As Zoonotic Diseases Become More Common, Watch For 5 Little-Known Diseases In 2017
The Conversation: Five little-known diseases to watch out for in 2017
Derek Gatherer, lecturer at Lancaster University
“…[E]merging diseases have been appearing at an accelerating rate. Part of the explanation for this may simply be that we are much better at detecting them now. On the other hand, population pressure, climate change, and ecological degradation may be contributing to a situation where zoonosis — the movement of a disease from a vertebrate animal to a human host — is more common. Whatever the explanation, hepatitis C (1989), West Nile virus (1999), SARS (2003), chikungunya (2005), swine flu (2009), MERS (2012), Ebola (2014), and Zika (2015) have all since had their time in the media spotlight.
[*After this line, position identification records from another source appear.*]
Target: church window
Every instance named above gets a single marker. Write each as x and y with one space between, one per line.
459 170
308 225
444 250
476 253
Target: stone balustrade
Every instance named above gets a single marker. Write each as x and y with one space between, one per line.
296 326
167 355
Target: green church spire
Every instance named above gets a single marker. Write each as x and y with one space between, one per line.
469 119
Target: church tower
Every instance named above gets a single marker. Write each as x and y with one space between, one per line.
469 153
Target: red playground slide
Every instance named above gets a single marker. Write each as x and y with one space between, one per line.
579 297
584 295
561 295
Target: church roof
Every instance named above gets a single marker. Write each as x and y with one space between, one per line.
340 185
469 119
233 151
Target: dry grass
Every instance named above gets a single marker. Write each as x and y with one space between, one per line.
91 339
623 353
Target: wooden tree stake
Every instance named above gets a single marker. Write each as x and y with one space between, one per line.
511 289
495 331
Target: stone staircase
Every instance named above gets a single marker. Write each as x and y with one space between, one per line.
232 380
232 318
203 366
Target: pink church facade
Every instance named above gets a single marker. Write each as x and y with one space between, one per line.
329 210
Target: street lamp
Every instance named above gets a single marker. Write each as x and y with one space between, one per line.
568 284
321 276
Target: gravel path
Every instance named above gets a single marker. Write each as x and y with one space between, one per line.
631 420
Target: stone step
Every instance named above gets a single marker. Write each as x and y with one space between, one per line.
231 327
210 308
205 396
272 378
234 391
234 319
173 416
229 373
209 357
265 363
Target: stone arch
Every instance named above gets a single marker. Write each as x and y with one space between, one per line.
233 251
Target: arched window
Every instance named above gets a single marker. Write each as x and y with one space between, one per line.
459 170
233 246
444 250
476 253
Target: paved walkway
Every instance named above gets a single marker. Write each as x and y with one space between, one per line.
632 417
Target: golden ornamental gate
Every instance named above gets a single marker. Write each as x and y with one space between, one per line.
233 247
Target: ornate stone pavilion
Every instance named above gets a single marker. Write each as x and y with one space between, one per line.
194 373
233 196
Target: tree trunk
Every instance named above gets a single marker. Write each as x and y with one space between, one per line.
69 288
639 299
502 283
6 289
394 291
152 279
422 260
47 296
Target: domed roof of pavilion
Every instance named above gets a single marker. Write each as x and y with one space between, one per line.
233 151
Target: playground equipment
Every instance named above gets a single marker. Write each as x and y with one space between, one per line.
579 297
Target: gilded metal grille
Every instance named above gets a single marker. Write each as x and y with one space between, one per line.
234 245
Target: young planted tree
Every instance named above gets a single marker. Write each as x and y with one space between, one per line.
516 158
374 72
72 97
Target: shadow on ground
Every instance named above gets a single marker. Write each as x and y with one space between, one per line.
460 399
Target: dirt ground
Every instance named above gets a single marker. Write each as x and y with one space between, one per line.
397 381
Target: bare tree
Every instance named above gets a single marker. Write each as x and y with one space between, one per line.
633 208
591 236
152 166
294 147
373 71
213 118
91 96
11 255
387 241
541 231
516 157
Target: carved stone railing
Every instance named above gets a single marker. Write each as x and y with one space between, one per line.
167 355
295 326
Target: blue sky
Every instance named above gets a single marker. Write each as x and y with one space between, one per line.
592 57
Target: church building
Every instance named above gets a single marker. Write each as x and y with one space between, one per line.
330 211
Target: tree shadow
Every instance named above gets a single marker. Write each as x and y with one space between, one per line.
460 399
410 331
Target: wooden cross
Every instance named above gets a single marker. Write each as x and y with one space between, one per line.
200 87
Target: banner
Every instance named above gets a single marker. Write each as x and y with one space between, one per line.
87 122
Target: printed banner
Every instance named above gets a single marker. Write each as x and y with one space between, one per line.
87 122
A further 33 diseases have [been] featured in the World Health Organization’s Disease Outbreak News since its inception in 1996. Of the ‘big eight’ listed above, six are known zoonotic diseases — and the remaining two (hepatitis C and chikungunya) are assumed to be so … So what other new infectious diseases are on the horizon? These are the ones to watch for in 2017. Leishmaniasis … Rift Valley Fever … Oropouche … Mayaro … Elizabethkingia…” (1/3).